Medicare and prescription drug facts
  • Eight in 10 Medicare beneficiaries use prescription drugs regularly.
  • With 33 million enrollees, traditional Medicare does not have a prescription drug benefit.
  • 13 million Medicare beneficiaries lack any kind of prescription drug coverage.
  • The prices of the 50 prescription drugs most used by the elderly have risen more than four times the 1998 inflation rate.

  • Source: The Kaiser Family Foundation

    Competing plans

    There are several similarities in the prescription drug plans proposed by Bush and Gore. For example, both would offer free coverage to the poorest seniors and partial subsidies to those with higher incomes.

    The differences develop over the size of the subsidy and the delivery of the benefits. Should prescription drug coverage come via the 35-year-old Medicare program or through private insurers?
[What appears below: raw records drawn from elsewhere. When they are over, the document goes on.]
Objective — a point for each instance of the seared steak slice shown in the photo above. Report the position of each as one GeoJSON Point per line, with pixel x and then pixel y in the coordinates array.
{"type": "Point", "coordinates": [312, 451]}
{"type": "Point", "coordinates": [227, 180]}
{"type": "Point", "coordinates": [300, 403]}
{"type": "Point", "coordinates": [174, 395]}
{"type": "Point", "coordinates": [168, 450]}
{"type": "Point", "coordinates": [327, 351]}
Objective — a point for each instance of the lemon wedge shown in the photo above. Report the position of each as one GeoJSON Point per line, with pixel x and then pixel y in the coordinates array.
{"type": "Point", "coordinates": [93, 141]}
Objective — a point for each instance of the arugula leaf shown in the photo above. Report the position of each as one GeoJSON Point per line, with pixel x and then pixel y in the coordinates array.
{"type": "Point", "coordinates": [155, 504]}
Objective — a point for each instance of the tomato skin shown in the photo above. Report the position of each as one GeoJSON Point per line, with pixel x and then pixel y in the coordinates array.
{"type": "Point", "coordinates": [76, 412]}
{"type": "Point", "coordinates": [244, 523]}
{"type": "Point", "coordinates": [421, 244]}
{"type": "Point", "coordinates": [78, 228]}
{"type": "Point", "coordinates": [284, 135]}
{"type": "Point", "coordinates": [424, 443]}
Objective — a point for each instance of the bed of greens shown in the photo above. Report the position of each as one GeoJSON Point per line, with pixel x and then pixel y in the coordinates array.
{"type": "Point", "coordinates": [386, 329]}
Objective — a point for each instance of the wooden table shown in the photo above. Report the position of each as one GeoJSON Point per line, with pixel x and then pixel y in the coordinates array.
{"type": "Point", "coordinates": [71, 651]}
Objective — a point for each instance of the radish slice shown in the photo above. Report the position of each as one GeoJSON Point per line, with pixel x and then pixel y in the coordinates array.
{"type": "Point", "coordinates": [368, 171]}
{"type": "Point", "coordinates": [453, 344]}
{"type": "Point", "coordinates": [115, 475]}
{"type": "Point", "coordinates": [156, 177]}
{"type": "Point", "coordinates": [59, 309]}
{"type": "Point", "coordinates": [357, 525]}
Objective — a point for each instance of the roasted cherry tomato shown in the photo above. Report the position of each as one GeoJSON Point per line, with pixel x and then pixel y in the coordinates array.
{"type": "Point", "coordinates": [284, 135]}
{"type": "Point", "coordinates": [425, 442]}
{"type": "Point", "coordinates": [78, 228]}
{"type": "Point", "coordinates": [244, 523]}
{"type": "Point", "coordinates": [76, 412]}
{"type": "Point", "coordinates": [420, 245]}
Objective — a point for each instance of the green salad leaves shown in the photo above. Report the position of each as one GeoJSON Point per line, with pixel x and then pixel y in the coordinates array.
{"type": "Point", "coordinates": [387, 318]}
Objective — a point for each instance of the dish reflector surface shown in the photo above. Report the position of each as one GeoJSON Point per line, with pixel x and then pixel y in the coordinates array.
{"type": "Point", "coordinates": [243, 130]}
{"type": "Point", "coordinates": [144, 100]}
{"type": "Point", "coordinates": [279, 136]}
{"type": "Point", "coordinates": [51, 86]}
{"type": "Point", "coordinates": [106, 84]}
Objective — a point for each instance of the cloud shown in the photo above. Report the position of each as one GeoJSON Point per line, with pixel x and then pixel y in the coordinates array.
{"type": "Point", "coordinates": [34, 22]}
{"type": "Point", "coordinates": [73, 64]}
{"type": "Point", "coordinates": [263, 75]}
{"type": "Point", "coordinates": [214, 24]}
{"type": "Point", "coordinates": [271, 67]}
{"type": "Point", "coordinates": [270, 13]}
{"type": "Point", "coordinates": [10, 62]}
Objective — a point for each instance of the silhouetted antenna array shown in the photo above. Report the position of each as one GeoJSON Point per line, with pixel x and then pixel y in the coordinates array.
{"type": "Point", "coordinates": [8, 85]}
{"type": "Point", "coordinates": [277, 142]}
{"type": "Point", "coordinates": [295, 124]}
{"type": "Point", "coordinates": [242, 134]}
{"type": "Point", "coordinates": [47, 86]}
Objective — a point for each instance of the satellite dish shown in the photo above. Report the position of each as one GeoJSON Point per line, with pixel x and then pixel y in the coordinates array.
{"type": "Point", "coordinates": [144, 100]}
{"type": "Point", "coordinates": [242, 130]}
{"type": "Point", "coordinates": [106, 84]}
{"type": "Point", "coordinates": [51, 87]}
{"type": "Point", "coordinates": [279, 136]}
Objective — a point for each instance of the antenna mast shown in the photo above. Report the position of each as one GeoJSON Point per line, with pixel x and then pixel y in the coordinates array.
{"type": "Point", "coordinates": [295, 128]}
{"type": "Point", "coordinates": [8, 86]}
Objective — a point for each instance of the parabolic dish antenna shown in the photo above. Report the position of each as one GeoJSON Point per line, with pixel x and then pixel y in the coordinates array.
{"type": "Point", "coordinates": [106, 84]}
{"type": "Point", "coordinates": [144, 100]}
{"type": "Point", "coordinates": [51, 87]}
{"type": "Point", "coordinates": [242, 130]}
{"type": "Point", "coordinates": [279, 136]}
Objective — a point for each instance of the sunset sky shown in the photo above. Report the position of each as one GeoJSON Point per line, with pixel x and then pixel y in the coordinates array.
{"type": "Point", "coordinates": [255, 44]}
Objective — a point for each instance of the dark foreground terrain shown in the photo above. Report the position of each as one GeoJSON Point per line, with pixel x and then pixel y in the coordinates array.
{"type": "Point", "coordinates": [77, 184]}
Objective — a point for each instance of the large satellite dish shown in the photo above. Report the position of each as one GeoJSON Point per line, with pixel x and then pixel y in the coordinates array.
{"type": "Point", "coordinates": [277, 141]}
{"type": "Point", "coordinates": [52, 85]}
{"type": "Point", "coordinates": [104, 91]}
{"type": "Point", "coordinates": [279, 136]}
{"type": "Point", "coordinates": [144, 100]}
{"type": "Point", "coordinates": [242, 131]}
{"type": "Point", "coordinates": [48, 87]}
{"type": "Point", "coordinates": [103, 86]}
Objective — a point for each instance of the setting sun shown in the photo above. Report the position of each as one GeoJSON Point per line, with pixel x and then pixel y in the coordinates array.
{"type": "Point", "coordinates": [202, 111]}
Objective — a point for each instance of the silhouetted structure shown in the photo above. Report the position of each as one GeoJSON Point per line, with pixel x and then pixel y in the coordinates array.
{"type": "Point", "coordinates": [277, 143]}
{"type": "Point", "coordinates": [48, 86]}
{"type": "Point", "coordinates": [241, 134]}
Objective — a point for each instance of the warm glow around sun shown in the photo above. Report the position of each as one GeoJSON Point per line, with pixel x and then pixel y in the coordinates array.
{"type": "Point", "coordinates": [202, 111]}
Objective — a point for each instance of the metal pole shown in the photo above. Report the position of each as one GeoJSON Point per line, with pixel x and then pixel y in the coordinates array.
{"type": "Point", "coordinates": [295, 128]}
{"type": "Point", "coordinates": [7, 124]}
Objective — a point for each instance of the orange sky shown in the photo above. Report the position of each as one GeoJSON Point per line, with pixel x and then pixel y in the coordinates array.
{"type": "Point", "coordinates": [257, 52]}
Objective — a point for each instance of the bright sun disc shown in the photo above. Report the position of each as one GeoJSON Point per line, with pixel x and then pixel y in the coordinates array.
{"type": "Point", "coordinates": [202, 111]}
    Gore's plan, which would cost $253 billion over 10 years, would rely on the federal government to oversee a prescription drug benefit for all Medicare recipients. Currently, Medicare beneficiaries have no drug benefits unless they are enrolled in a Medicare+Choice HMO or have purchased supplementary insurance. Medicare beneficiaries spend an estimated $20 billion a year on supplementary insurance, according to the Health Insurance Association of America, a Washington, D.C., trade organization.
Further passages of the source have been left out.